Minutes later she decided that first things came first. Tomorrow she'd go to the school herself and talk to the principal, warn him that a man was lurking around the schoolyard. Then when Cody came home, she could tell him what J.J. had said, and what she'd done, and let him take it from there.

With the decision made, she went in search of Donny to tell him what she'd learned and ask him to be on the lookout as well. It wouldn't hurt to have extra bodyguards for a trusting seven-year-old.

Donny Bonner had inherited more than looks from his father. That night, after his talk with Queenie, he went to bed with a whole new attitude toward his two little brothers. They'd gone from being little pests to precious possessions. No one was going to bother his brothers. Not if he had anything to say about it.

Long after the boys had gone to bed, Queen sat staring into the embers of the dying fire and tried to remember her life before Cody and his sons. The more time passed, the harder it became to remember the ugliness of Cradle Creek and the mean, unforgiving way in which she and her sisters had often been treated. Her life was being filled now with something she hadn't known existed until she'd met the Bonners. Trust.

They trusted her to take care of them and, in turn, loved her for it. She loved them for the fact that they trusted her to do it. It was a good deal all the way around.

The phone rang, startling her out of her musings. She picked it up on the second ring and waited to hear the sound of his voice.

"Queen?"

She forgot she hadn't answered. "Hi," she said, and laughed softly. "I knew it was you. I forgot to say hello."

He chuckled. "As long as you don't forget about me, we're okay."

"I think you're safe," she said.

"If I were there, you wouldn't be," he said, and sighed as he heard her breath catch. Just listening to her talk made him hard. "Anything new?" he asked.

Then she remembered. "Yes, there is," she said. "But I think it can wait until you get back.

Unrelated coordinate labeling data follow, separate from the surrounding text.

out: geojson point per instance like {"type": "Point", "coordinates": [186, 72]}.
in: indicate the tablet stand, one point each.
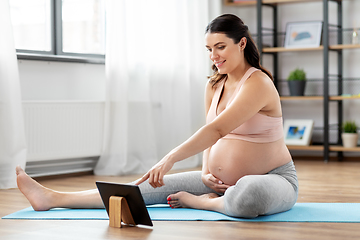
{"type": "Point", "coordinates": [119, 211]}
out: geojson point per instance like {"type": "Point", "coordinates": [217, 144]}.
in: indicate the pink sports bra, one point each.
{"type": "Point", "coordinates": [259, 128]}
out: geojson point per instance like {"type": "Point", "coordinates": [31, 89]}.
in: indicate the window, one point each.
{"type": "Point", "coordinates": [31, 24]}
{"type": "Point", "coordinates": [83, 26]}
{"type": "Point", "coordinates": [59, 28]}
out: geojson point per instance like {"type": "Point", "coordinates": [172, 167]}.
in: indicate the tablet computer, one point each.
{"type": "Point", "coordinates": [133, 197]}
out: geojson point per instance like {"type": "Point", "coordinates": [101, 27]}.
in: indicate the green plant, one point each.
{"type": "Point", "coordinates": [297, 75]}
{"type": "Point", "coordinates": [350, 127]}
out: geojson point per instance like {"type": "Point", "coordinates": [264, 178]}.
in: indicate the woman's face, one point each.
{"type": "Point", "coordinates": [224, 53]}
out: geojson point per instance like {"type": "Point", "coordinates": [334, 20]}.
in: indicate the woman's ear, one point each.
{"type": "Point", "coordinates": [242, 43]}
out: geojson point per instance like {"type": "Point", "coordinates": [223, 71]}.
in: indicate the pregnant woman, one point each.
{"type": "Point", "coordinates": [247, 169]}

You're coming home tomorrow, aren't you?"

"You've got my promise," he said, and then he thought about the hesitancy in
her voice. "Are you sure you don't need to talk? The boys aren't sick. You're
not afraid, are you? If you are, then I'll—"

"Cody, I'm fine, they're not sick, and what I need to tell you can wait. Okay?"

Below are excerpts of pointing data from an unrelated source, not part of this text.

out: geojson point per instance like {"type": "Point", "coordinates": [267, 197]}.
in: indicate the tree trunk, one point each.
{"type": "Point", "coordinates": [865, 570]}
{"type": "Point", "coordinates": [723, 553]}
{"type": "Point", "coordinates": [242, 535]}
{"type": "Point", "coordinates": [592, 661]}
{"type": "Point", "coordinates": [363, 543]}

He sighed. "Okay. But I hate like hell not being there when things like this happen."

"You'll soon have everything in working order, and things like this won't happen. Besides, I can take care of things all by myself." She felt compelled to add, "Most of the time. Remember, that's why I'm here, so you can be there."

"No, lady. That's not entirely true. You're in my house because you're in my life. I love you, honey. Sleep tight. I'll see you tomorrow."

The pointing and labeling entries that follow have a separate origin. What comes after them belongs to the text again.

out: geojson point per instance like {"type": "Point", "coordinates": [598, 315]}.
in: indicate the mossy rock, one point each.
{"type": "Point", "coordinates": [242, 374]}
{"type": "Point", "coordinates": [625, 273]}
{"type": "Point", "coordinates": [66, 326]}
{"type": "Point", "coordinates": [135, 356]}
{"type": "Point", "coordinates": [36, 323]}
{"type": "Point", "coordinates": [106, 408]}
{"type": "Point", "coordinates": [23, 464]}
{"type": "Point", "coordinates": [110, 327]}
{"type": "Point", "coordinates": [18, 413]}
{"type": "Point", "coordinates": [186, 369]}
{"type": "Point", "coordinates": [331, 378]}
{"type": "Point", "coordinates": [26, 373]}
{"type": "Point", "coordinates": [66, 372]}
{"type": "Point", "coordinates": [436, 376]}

"'Night, Cody. I love you, too."

She hung up before he had time to answer and then smiled. That hadn't been nearly as difficult to say as she'd imagined. Of course, the fact that she hadn't had to face him when it came out had influenced the decision.

The phone rang. She picked it up with a grin.

"Damn you, woman. You wait until I'm hours away and the only connection between us is a telephone line?
My God, my lady… do you know how long I've waited to hear you tell me that?"

Cody dropped back onto the bed and stared up at the ceiling, aware that if wishes could fly, he'd already be airborne.

Queen closed her eyes and absorbed the texture of his voice as it wrapped around her soul. "No, but if you hurry home, I might be tempted into saying it again… sometime soon."

"Ah, Queen, my heart is already there," Cody said, and disconnected as suddenly as he had called.